FEELING the heat of the economic downturn, Singapore's population growth eased to its slowest in three years to 4.99 million as at end-June.
The 3.1 per cent growth from a year ago was lower than the 4.3 per cent and 5.5 per cent growth seen in 2007 and 2008 respectively, data from the Department of Statistics (DOS) shows.
The number of Singapore citizens increased by 1.1 per cent to 3.2 million in 2009, while the number of permanent residents grew 11.5 per cent to 530,000.
Foreigners make up 25 per cent of the Singapore's population. The pace of growth among this segment eased to 4.8 per cent this year, compared to growth rates of over 10 per cent in 2008 and 2007.
Economists were unsurprised by the data, which they felt was in line with the bleak job market this year.
CIMB-GK economist Song Seng Wun noted that the decline in growth of foreigners here shows the flexibility of Singapore's labour market.
'Going forward, population growth underscoring labour demand growth will be contingent on the recovery profile,' he said.
OCBC economist Selena Ling said that she believes such deceleration of population growth, especially involving foreigners, is a blip and should improve with the recovery in the global economy and the opening of the two integrated resorts here.
The Population Trends 2009 report released yesterday also gave a grim snapshot of Singapore's ageing population trend, falling fertility rates and a delay in marriages.
The median age of Singaporeans rose to 37 years in 2009 from 20 years in 1970. Elderly persons aged 65 years and above make up 8.8 per cent of the resident population in 2009, up from 7 per cent in 1999.
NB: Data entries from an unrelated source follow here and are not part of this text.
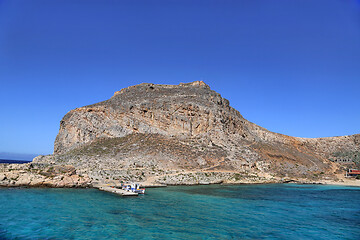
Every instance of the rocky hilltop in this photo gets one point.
(187, 134)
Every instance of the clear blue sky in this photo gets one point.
(290, 66)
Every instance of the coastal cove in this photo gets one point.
(271, 211)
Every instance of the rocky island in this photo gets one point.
(178, 134)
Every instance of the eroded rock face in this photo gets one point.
(41, 175)
(148, 131)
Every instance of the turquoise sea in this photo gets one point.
(275, 211)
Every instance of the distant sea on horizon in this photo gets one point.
(274, 211)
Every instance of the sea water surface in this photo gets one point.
(275, 211)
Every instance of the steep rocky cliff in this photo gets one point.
(186, 134)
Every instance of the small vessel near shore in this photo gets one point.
(133, 187)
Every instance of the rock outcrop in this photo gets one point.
(186, 134)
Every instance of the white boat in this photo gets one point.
(133, 187)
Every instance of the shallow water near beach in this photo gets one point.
(274, 211)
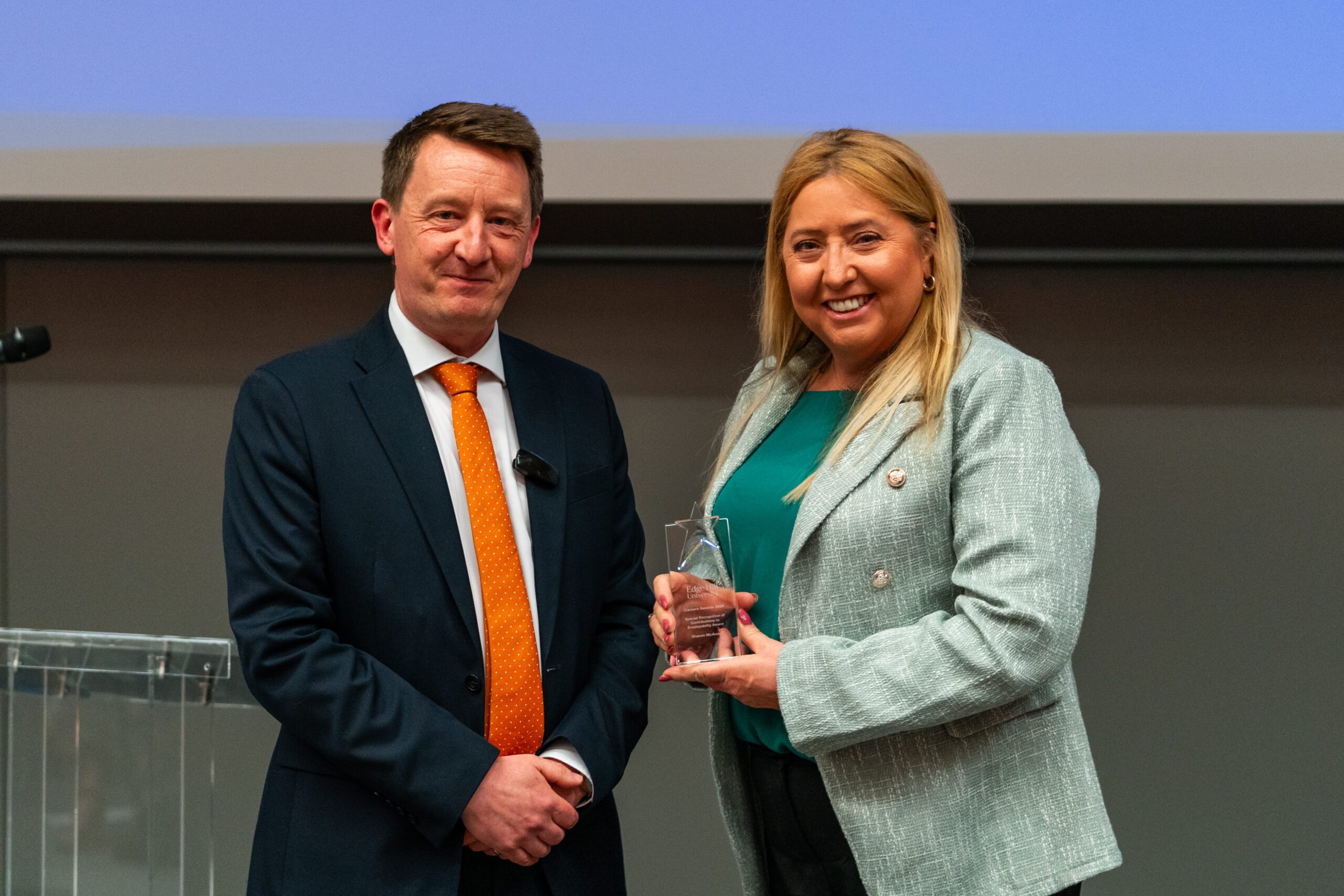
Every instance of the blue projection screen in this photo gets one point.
(1136, 100)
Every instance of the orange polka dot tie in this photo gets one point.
(515, 716)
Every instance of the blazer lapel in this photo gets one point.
(869, 449)
(774, 409)
(541, 429)
(394, 409)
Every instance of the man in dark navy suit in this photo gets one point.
(435, 565)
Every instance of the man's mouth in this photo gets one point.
(853, 304)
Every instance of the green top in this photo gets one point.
(761, 524)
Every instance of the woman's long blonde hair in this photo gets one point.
(922, 362)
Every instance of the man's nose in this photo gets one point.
(472, 246)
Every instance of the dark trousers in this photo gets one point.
(491, 876)
(805, 851)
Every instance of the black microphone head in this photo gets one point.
(23, 343)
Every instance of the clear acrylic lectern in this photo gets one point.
(109, 761)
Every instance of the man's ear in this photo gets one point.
(382, 214)
(531, 239)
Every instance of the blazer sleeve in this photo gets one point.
(351, 708)
(1025, 516)
(611, 712)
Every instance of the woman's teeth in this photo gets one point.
(848, 304)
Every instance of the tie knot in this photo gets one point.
(456, 376)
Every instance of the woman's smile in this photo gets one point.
(850, 307)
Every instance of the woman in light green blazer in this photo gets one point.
(917, 519)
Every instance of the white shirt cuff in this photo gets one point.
(563, 751)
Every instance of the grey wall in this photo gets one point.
(1210, 400)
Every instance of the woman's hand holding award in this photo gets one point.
(701, 597)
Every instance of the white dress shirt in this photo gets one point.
(424, 354)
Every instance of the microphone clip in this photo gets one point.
(537, 469)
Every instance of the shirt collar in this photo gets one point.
(424, 352)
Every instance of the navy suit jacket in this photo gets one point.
(350, 601)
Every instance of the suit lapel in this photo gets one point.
(394, 409)
(869, 449)
(541, 429)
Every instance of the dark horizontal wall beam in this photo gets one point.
(996, 233)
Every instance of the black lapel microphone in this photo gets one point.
(536, 469)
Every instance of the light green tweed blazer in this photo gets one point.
(940, 707)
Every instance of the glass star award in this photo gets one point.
(705, 606)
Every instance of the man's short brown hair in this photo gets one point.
(474, 123)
The ratio of working-age residents to elderly residents has also declined. In 2009, there were 8.3 residents aged 15-64 years for every resident aged 65 and above, compared to an old-age support ratio of 10.1 in 1999.
Interestingly, the number of marriages last year hit a record high since 2000, with a total of 24,596 marriages registered here. However, marriage rates fell across the younger age groups below 30 years in 2008, suggesting that people are delaying marriage.
The median age of first marriage across all educational groups also increased. For brides with university qualification, the median age of first marriage has reached 28.2 years in 2008 from 26.8 years a decade ago. For grooms in the same educational group, that has risen to 30.1 years from 29 years.
'There is also a tendency towards delay in child-bearing,' said DOS. 'While the peak in fertility was in the age group 25-29 years in 1990, the peak has moved to the age group 30-34 years from 2002 onwards.'
Fertility rates have fallen across all age groups over the past two decades, with those in the 25-29 years age group registering the largest decline from 110 births per 1,000 women in 2000 to 79 per 1,000 women in 2008.
But there were slightly more babies born last year, which may be attributable to the enhanced baby bonuses doled out by the government. The number stood at 39,826, a 0.9 per cent increase from 2007.